An example, a rookie state policeman starts at $75k here and goes up 5% a year to $95k. This does not include bonuses, incentives, or overtime.

A rookie US Army policeman starts at $18k.
Please show sources.
 
you guys are looking at base salaries, now dig deeper go and look for how the base salaries get inflated.
I understand that they get bonuses and benefits. Would you do the job for $75k? What about $95k/year? $150k/year? $250k/year?

If the state police thought they could get away by paying a newbie $45k/year, don't you think they would? Why put up more money than they need to, in order to get someone hired?
It's supply and demand. If they are being overwhelmed by qualified candidates, I bet they'd lower the salary.
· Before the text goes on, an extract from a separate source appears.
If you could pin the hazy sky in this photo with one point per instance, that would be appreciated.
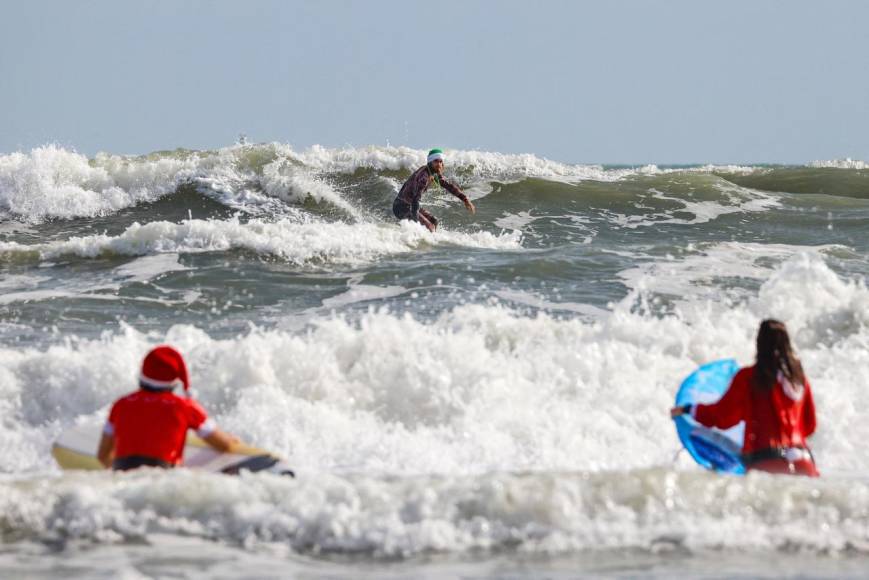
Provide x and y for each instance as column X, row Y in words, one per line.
column 586, row 82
If they were being underwhelmed they'd have to raise the starting salary. $95k must have met their equilibrium point.

Now if you have evidence that the above paragraph is not the case, and the CA state police are overpaid because the hippies in CA (no offence to half the people in this thread) decided they need to pay their officers much more than a living salary, please post, and I may chance my mind.
 
the idea that government employees receiving bonuses is ludicrous. while you might not consider that line of work, many others would.
Why is it ludicrous? (again, I'm basing this of my knowledge of federal government, not local government)

For someone in the higher GS ranks, their yearly bonus might be in the $1k-$3k category. How is that ludicrous?

Why wouldn't you want to thank your best service employees with a small token of appreciation?


What is ludicrous, is that after a year of service (end of probation period), it's nearly impossible to fire federal employees. And many managers prefer to just keep the ones who do nothing on board, because it's easier than going through TONS of red tape to TRY to fire them. You might fail, even after going through the red tape.

That's ludicrous. The bonuses? I don't see it as ludicrous. [unless state employees get 10x+ that?]